TOKYO, Nov 10 (Reuters) - The Tokyo Commodity Exchange (TOCOM) has twice halted trading since early Thursday morning, with at least one of the interruptions caused by heavy trading orders following Donald Trump’s surprise U.S. presidential election victory.
The exchange - which trades gold, crude oil and rubber, among other commodities - halted night trading more than two hours earlier than usual at 3:15 a.m. Japan time (1815 GMT Wednesday), after orders surged and computers almost reached maximum processing capacity, it said.
It then stopped trading between 10:00 a.m. and 10:45 a.m., but did not give a reason, citing an ongoing investigation. It also said the halt in night trading may have had an impact.
The earlier move affected all products apart from rubber, which closes earlier. TOCOM initially started day trading as usual on Thursday.
Republican Trump won a shock victory in this week’s U.S. presidential election, sending worldwide markets into gyrations.

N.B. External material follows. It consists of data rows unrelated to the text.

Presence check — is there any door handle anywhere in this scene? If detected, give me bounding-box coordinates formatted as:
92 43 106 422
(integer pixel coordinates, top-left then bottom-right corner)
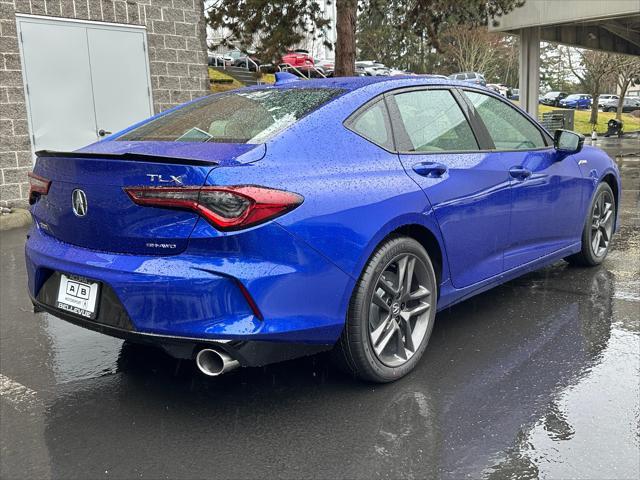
509 167 531 180
412 162 447 178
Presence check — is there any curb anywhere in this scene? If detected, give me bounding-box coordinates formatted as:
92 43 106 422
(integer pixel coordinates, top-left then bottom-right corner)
0 208 31 232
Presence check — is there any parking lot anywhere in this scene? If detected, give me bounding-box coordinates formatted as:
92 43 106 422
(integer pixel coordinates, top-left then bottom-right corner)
0 138 640 479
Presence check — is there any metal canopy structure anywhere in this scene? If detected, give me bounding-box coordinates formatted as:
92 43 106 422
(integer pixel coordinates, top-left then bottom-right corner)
489 0 640 115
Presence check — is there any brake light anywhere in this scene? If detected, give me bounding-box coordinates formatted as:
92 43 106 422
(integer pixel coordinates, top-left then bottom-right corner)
28 172 51 205
124 185 304 230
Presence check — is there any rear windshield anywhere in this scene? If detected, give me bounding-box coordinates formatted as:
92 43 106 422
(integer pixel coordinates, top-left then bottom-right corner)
117 88 343 143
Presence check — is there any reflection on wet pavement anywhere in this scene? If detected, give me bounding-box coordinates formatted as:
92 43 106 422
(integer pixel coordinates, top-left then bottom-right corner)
0 148 640 479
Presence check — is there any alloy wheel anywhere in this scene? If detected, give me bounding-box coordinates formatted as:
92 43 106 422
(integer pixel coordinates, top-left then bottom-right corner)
591 191 614 257
369 253 435 367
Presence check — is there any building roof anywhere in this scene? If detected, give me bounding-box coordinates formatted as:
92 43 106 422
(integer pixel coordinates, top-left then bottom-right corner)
489 0 640 55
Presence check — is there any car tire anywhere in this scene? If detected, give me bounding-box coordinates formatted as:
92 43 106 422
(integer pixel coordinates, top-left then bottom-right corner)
332 237 438 383
565 182 617 267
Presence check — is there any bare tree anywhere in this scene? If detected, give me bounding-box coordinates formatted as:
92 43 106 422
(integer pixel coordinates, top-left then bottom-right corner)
442 25 513 78
615 55 640 120
567 49 615 128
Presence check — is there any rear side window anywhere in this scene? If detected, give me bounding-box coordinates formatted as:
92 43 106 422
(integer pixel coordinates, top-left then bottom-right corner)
349 100 393 150
464 91 546 150
395 90 478 152
117 88 343 143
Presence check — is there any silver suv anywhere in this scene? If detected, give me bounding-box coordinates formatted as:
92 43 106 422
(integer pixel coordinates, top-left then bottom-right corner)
449 72 487 86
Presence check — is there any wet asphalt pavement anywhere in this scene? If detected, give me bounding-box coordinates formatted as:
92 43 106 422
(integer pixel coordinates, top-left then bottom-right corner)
0 139 640 479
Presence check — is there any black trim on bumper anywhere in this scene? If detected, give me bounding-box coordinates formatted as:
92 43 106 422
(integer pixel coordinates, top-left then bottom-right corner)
31 297 333 367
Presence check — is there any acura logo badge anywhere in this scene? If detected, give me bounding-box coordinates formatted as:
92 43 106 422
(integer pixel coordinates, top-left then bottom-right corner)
71 188 88 217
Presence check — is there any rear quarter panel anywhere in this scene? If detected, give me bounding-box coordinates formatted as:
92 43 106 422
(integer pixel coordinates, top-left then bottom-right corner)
200 87 448 279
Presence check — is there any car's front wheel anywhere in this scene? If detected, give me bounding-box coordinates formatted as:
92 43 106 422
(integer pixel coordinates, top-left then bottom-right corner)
334 237 437 382
566 182 616 267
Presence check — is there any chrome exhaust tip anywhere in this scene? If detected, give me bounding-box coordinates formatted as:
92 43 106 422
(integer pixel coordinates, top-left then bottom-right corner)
196 348 240 377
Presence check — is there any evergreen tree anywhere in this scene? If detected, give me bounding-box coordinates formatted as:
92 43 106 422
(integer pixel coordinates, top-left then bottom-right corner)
207 0 524 76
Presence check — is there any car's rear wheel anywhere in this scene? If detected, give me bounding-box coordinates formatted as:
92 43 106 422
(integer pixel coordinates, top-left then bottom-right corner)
334 237 437 382
566 182 616 267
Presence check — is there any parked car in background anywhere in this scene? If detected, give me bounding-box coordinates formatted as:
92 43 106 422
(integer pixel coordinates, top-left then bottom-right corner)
539 91 569 107
598 93 620 108
487 83 511 98
231 52 261 72
280 49 315 69
449 72 487 86
602 97 640 112
558 93 593 110
315 59 336 77
25 76 621 382
356 60 391 77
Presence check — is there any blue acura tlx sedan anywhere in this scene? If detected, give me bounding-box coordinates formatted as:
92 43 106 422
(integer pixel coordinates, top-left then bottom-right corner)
26 74 620 382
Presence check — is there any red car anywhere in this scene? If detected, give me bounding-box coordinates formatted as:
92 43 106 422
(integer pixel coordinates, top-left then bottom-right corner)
281 50 314 68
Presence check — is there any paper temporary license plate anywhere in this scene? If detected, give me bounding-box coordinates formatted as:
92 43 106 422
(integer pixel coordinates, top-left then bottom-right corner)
56 274 100 319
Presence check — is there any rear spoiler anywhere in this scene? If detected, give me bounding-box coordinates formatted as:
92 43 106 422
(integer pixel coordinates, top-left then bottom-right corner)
36 150 218 167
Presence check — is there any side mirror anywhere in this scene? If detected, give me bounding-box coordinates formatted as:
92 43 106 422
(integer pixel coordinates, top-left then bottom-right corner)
553 130 584 154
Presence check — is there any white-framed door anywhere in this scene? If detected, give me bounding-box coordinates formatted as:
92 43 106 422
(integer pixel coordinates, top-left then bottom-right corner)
16 14 153 151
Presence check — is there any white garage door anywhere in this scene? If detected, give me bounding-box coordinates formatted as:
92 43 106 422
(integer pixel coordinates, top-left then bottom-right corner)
17 16 152 151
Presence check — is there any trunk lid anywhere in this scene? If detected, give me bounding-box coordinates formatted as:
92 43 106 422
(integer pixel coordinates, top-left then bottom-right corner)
31 141 265 255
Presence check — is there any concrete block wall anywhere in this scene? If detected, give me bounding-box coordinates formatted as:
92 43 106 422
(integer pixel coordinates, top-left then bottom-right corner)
0 0 209 206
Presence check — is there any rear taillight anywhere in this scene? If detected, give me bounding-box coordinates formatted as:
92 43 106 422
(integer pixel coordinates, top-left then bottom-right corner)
28 172 51 205
125 185 303 230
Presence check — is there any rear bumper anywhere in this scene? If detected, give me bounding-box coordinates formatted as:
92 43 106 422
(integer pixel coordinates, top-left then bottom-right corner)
26 224 352 348
31 297 333 367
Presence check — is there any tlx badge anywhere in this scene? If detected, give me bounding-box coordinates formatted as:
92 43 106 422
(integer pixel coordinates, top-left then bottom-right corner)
147 173 184 185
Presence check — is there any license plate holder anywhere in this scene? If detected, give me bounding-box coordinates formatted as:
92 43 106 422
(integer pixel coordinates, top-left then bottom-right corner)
56 273 100 320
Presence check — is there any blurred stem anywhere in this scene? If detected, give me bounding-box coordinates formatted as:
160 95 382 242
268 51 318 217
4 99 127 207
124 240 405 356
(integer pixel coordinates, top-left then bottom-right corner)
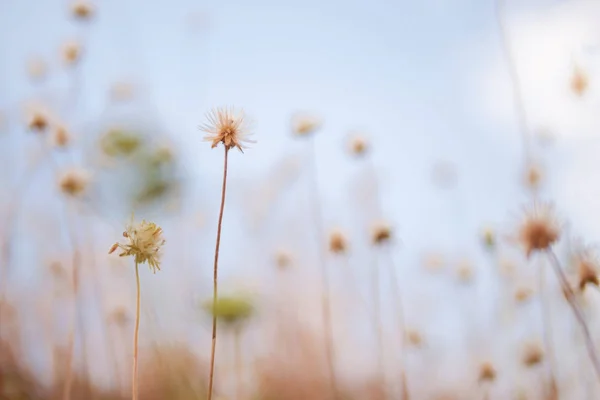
539 263 558 399
546 249 600 380
131 262 140 400
309 137 339 399
208 145 229 400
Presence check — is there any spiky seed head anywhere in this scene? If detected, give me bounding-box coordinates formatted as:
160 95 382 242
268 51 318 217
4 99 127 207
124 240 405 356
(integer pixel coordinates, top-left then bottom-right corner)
291 112 323 136
349 134 369 156
58 168 90 197
50 125 71 149
522 342 544 368
108 220 165 273
329 230 348 254
479 362 496 382
200 107 254 153
62 40 81 65
575 248 600 291
371 221 392 245
71 0 94 21
518 204 560 257
571 67 590 97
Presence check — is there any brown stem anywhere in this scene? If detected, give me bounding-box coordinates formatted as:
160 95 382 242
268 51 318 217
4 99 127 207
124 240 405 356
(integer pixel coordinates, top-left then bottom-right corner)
309 138 339 398
208 146 229 400
547 249 600 379
539 258 558 399
131 262 140 400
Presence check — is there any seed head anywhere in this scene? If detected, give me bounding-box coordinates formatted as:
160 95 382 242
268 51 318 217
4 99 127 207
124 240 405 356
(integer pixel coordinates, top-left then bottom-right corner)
479 362 496 382
571 67 590 97
519 204 560 257
292 113 322 136
575 248 600 291
58 168 90 197
329 231 348 254
523 342 544 368
349 135 369 156
71 0 94 21
200 107 254 153
62 40 81 65
371 222 392 244
108 220 165 273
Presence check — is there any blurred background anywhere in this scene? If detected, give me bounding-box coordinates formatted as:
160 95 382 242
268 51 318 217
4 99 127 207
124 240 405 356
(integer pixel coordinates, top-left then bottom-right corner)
0 0 600 400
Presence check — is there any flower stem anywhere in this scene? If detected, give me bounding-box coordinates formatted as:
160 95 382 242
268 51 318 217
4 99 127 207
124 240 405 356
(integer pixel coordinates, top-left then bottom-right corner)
131 262 140 400
309 138 338 398
547 249 600 379
208 146 229 400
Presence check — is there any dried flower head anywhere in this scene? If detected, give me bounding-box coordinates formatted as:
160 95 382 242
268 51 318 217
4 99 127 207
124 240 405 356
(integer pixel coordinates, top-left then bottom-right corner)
71 0 94 20
522 342 544 368
349 134 369 156
50 125 71 149
200 107 254 153
329 230 348 254
574 248 600 291
518 204 560 257
62 40 81 65
479 362 496 382
58 168 90 196
371 222 392 244
27 57 48 81
571 67 590 96
204 295 254 323
292 112 322 136
108 220 165 273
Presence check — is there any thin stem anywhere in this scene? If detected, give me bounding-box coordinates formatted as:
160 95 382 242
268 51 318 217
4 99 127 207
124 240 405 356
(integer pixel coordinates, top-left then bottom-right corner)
496 0 531 165
131 262 141 400
539 265 558 398
309 138 338 398
547 249 600 379
208 146 229 400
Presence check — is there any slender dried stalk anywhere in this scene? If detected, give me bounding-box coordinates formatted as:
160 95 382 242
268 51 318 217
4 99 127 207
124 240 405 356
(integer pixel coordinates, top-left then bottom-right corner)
309 138 339 398
539 258 558 399
208 146 229 400
547 249 600 380
131 262 140 400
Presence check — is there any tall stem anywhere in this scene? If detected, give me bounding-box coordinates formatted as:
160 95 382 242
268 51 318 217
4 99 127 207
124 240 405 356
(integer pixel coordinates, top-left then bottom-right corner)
131 262 141 400
208 146 229 400
547 250 600 379
309 138 338 398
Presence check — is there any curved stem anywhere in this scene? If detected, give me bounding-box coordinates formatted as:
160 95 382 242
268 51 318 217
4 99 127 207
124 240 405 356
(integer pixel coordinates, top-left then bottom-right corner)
547 250 600 380
309 138 338 398
208 146 229 400
131 262 140 400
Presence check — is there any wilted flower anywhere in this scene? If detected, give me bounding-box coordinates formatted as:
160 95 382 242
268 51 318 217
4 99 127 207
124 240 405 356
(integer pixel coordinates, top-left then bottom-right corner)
292 113 322 136
108 220 165 273
58 168 90 196
519 204 560 257
200 108 254 153
204 295 254 323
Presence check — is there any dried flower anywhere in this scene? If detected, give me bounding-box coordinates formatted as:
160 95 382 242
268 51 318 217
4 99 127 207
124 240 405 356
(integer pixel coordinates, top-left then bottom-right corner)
575 248 600 291
571 67 590 96
523 342 544 367
519 204 560 257
108 220 165 273
200 108 254 153
71 0 94 20
292 112 322 136
479 362 496 382
58 168 90 196
329 231 348 254
349 135 368 156
371 222 392 244
62 40 81 65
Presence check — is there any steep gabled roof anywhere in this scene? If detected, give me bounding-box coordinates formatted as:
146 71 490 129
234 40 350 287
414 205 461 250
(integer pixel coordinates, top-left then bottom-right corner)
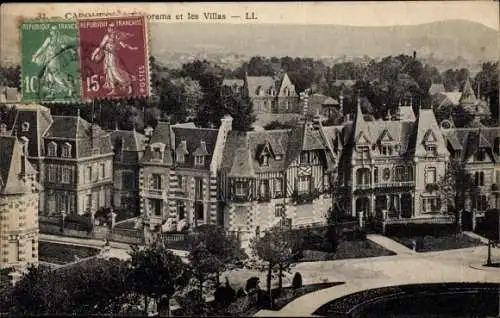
172 127 219 169
0 136 36 195
415 109 448 156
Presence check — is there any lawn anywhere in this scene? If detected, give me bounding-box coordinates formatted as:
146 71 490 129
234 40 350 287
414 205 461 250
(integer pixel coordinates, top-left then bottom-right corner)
38 241 99 265
173 282 343 317
390 233 482 252
300 240 396 262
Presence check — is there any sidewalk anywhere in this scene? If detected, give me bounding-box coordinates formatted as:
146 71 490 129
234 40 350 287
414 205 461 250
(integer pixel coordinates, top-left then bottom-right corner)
464 231 488 245
366 234 416 255
39 233 188 258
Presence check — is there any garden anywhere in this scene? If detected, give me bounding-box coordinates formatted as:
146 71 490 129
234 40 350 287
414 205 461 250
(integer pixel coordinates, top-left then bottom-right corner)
386 224 482 252
294 225 395 262
38 241 99 265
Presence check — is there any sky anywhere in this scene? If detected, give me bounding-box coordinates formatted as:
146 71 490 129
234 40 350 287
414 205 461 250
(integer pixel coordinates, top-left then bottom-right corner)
0 1 499 62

A TOCOM spokesman said the interruptions came although TOCOM introduced a new trading system developed by a unit of Japan Exchange Group (JPX) in late September that doubled its order processing capacity. He declined to say what the current capacity is.
“Because of the U.S. presidential election, the number of orders almost reached the limit,” he said. “If trading had continued, it could have led to a sudden system down, so we halted just before it reached the limit.”
He said TOCOM would consider raising capacity to avoid future interruptions.
TOCOM’s trading day consists of a night session followed by a daytime session.
Turnover on Wednesday reached 291,499 contracts, with the majority of trades coming during the daytime session as TOCOM products slumped as Trump’s win became clear. The futures then began rebounding overnight as U.S. stocks began bouncing back from post-election losses.
Wednesdays’ volume was more than triple the October average and was the highest since April 2013, a TOCOM spokeswoman said.
By Thursday’s night or early morning session when the first halt occurred, volumes had dropped to 105,398 contracts traded, but it was the amount of orders that prompted the early end to trading, she said, declining to give a figure for those.
In Wednesday’s trading, turnover of the exchange’s benchmark 1 kilogram gold contract <0#JAU:> was the heaviest with 117,754 traded, followed by Dubai crude oil <0#JCO:> at 64,448, according to TOCOM’s website.
Thursday’s turnover for gold and Dubai oil was 70,103 and 59,613 respectively.